Dormy plucked at his coat. “Come, come, lift your feet, lift your feet,” said he; “it’s no time to walk in slippers. The old man will be getting scared, oui-gia!” Ranulph roused himself. Yes, yes, he must hurry on. He had not forgotten his father, but something held him here; as though Fate were whispering in his ear. What does it matter now? While yet you may, feed on the sight of happiness. So the prisoner going to execution seizes one of the few moments left to him for prayer, to look lingeringly upon what he leaves, as though to carry into the dark a clear remembrance of it all.
Moving on quietly in a kind of dream, Ranulph was roused again by Dormy’s voice: “On Sunday I saw three magpies, and there was a wedding that day. Tuesday I saw two—that’s for joy—and fifty Jersey prisoners of the French comes back on Jersey that day. This morning one I saw. One magpie is for trouble, and trouble’s here. One doesn’t have eyes for naught—no, bidemme!”
Ranulph’s patience was exhausted.
“Bachouar,” he exclaimed roughly, “you make elephants out of fleas! You’ve got no more news than a conch-shell has music. A minute and you’ll have a back-hander that’ll put you to sleep, Maitre Dormy.”
If he had been asked his news politely Dormy would have been still more cunningly reticent. To abuse him in his own argot was to make him loose his bag of mice in a flash.
“Bachouar yourself, Maitre Ranulph! You’ll find out soon. No news—no trouble—eh! Par made, Mattingley’s gone to the Vier Prison—he! The baker’s come back, and the Connetable’s after Olivier Delagarde. No trouble, pardingue, if no trouble, Dormy Jamais’s a batd’lagoule and no need for father of you to hide in a place that only Dormy knows—my good!”
So at last the blow had fallen; after all these years of silence, sacrifice, and misery. The futility of all that he had done and suffered for his father’s sake came home to Ranulph. Yet his brain was instantly alive. He questioned Dormy rapidly and adroitly, and got the story from him in patches.
The baker Carcaud, who, with Olivier Delagarde, betrayed the country into the hands of Rullecour years ago, had, with a French confederate of Mattingley’s, been captured in attempting to steal Jean Touzel’s boat, the Hardi Biaou. At the capture the confederate had been shot. Before dying he implicated Mattingley in several robberies, and a notorious case of piracy of three months before, committed within gunshot of the men-of-war lying in the tide-way.
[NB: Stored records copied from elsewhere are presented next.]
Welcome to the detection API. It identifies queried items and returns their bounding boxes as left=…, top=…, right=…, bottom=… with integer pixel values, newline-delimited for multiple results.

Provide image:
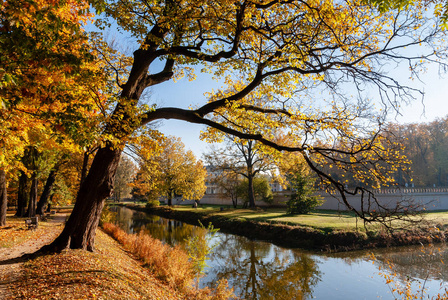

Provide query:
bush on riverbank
left=103, top=223, right=232, bottom=300
left=121, top=205, right=448, bottom=252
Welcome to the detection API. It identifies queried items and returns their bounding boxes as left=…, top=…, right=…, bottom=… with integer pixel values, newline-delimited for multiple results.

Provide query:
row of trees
left=390, top=117, right=448, bottom=187
left=0, top=0, right=446, bottom=251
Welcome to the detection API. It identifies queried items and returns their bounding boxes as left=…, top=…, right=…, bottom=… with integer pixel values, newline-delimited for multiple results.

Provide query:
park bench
left=25, top=217, right=39, bottom=229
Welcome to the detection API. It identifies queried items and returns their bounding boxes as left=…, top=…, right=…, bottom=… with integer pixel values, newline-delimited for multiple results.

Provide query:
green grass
left=169, top=205, right=448, bottom=231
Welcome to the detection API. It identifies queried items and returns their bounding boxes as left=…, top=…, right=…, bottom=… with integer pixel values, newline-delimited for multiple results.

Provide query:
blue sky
left=151, top=63, right=448, bottom=158
left=87, top=19, right=448, bottom=158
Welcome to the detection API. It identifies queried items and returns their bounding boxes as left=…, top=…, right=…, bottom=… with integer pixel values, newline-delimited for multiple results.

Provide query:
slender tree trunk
left=16, top=171, right=28, bottom=217
left=0, top=169, right=8, bottom=226
left=41, top=143, right=122, bottom=252
left=79, top=150, right=90, bottom=186
left=26, top=173, right=38, bottom=218
left=247, top=175, right=255, bottom=208
left=36, top=169, right=56, bottom=215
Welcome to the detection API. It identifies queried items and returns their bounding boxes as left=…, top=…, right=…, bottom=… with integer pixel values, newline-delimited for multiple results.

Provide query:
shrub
left=286, top=172, right=323, bottom=214
left=146, top=199, right=160, bottom=208
left=102, top=223, right=233, bottom=300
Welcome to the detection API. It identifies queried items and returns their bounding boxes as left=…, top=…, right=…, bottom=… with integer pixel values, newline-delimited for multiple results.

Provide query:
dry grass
left=103, top=223, right=232, bottom=300
left=11, top=230, right=189, bottom=300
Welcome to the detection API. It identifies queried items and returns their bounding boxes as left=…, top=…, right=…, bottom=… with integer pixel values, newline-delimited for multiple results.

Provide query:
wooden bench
left=25, top=217, right=39, bottom=229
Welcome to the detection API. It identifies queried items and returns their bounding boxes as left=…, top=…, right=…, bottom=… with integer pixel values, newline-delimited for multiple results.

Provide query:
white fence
left=192, top=188, right=448, bottom=210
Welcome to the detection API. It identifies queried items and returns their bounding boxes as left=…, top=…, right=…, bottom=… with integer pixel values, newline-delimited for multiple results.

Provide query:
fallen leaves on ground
left=7, top=230, right=183, bottom=300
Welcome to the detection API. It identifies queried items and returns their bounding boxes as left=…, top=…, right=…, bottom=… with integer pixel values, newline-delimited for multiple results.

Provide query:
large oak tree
left=36, top=0, right=437, bottom=251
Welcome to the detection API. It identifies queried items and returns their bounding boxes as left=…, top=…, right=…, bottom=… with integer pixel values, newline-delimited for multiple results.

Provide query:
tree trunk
left=79, top=150, right=90, bottom=186
left=0, top=169, right=8, bottom=226
left=16, top=171, right=28, bottom=217
left=36, top=169, right=56, bottom=215
left=26, top=173, right=38, bottom=218
left=247, top=175, right=255, bottom=208
left=40, top=142, right=122, bottom=252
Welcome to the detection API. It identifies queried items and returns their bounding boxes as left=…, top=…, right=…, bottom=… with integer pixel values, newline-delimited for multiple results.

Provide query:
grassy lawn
left=168, top=205, right=448, bottom=231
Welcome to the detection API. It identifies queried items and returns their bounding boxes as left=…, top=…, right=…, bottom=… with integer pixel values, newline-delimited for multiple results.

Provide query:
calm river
left=112, top=208, right=448, bottom=300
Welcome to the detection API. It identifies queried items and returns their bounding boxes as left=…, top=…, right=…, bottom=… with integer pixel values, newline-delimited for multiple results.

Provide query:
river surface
left=112, top=207, right=448, bottom=300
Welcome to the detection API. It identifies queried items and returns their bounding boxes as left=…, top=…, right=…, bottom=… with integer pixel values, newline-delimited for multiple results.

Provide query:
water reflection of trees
left=205, top=235, right=320, bottom=300
left=327, top=244, right=448, bottom=282
left=112, top=208, right=206, bottom=245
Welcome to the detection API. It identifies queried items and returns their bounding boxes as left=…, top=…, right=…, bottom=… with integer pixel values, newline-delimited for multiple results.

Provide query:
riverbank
left=0, top=214, right=214, bottom=300
left=121, top=204, right=448, bottom=252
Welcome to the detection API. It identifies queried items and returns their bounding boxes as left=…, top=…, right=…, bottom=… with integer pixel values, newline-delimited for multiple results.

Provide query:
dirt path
left=0, top=214, right=66, bottom=299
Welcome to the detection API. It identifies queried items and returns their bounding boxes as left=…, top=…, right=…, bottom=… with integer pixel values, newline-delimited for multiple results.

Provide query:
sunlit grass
left=0, top=214, right=61, bottom=248
left=169, top=205, right=448, bottom=231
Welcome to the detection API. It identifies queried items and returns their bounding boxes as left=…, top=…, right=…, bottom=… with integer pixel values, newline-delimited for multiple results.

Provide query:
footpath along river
left=115, top=207, right=448, bottom=300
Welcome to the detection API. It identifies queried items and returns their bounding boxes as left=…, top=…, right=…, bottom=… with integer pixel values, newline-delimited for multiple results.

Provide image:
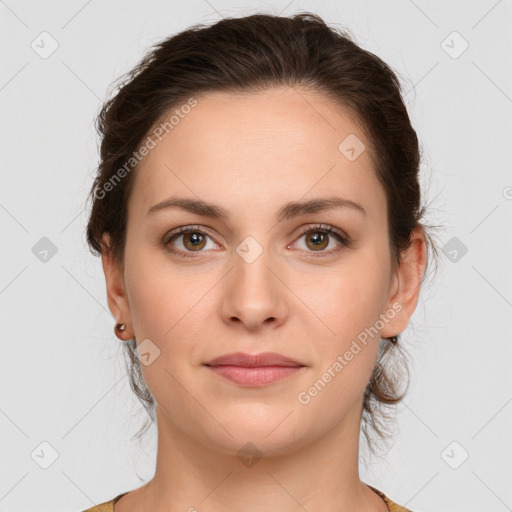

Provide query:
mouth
left=204, top=352, right=306, bottom=387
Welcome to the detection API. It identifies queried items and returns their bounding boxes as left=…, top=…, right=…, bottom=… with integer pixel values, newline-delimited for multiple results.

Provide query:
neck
left=129, top=406, right=387, bottom=512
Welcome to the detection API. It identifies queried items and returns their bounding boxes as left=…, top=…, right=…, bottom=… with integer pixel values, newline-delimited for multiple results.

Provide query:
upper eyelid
left=164, top=223, right=350, bottom=248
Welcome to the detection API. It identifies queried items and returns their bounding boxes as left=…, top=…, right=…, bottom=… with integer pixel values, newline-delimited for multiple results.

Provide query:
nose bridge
left=232, top=235, right=276, bottom=295
left=223, top=235, right=286, bottom=328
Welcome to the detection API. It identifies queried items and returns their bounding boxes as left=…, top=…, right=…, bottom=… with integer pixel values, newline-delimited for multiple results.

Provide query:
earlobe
left=101, top=234, right=130, bottom=330
left=381, top=229, right=427, bottom=338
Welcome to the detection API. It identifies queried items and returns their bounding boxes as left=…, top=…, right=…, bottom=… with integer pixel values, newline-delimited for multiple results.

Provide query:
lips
left=205, top=352, right=304, bottom=368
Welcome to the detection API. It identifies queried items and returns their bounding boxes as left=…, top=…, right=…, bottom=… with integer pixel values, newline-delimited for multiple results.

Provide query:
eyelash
left=162, top=224, right=352, bottom=258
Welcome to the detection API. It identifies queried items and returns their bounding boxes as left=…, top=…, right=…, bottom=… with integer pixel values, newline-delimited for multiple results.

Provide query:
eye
left=163, top=226, right=217, bottom=258
left=290, top=224, right=350, bottom=257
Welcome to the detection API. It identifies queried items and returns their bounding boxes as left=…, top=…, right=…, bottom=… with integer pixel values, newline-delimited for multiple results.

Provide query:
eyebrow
left=147, top=196, right=367, bottom=222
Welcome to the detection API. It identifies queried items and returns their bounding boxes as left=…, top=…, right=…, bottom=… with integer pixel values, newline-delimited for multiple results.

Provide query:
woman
left=83, top=14, right=435, bottom=512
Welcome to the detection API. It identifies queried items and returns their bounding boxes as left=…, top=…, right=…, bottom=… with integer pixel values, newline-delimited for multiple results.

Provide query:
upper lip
left=204, top=352, right=304, bottom=367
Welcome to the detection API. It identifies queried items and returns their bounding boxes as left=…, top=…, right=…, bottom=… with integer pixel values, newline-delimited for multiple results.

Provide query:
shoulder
left=83, top=492, right=126, bottom=512
left=366, top=484, right=413, bottom=512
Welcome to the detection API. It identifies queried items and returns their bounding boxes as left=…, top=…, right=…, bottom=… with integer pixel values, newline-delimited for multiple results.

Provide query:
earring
left=115, top=323, right=126, bottom=339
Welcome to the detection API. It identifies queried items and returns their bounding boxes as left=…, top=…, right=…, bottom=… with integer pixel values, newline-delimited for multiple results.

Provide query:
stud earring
left=115, top=323, right=126, bottom=339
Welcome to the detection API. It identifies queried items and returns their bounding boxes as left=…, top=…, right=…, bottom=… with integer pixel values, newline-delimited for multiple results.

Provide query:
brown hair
left=87, top=13, right=437, bottom=456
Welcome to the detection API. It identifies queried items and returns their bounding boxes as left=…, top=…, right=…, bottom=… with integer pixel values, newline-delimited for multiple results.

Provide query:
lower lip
left=207, top=365, right=305, bottom=387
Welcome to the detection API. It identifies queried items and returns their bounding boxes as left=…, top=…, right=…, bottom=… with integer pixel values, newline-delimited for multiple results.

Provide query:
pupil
left=312, top=233, right=324, bottom=245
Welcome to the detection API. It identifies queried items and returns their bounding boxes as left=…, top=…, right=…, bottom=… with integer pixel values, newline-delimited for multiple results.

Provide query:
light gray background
left=0, top=0, right=512, bottom=512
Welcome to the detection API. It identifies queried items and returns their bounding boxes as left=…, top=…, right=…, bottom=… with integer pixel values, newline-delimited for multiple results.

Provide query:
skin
left=102, top=87, right=426, bottom=512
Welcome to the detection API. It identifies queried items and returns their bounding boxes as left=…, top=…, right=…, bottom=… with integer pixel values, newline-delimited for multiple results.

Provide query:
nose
left=221, top=247, right=289, bottom=331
Carcaud, seriously wounded, to save his life turned King’s evidence, and disclosed to the Royal Court in private his own guilt and Olivier Delagarde’s treason.
Hidden behind the great chair of the Bailly himself, Dormy Jamais had heard the whole business. This had brought him hot-foot to St. Aubin’s Bay, whence he had hurried Olivier Delagarde to a hiding-place in the hills above the bay of St. Brelade. The fool had travelled more swiftly than Jersey justice, whose feet are heavy. Elie Mattingley was now in the Vier Prison. There was the whole story.
The mask had fallen, the game was up. Well, at least there would be no more lying, no more brutalising inward shame. All at once it appeared to Ranulph madness that he had not taken his father away from Jersey long ago. Yet too he knew that as things had been with Guida he could never have stayed away.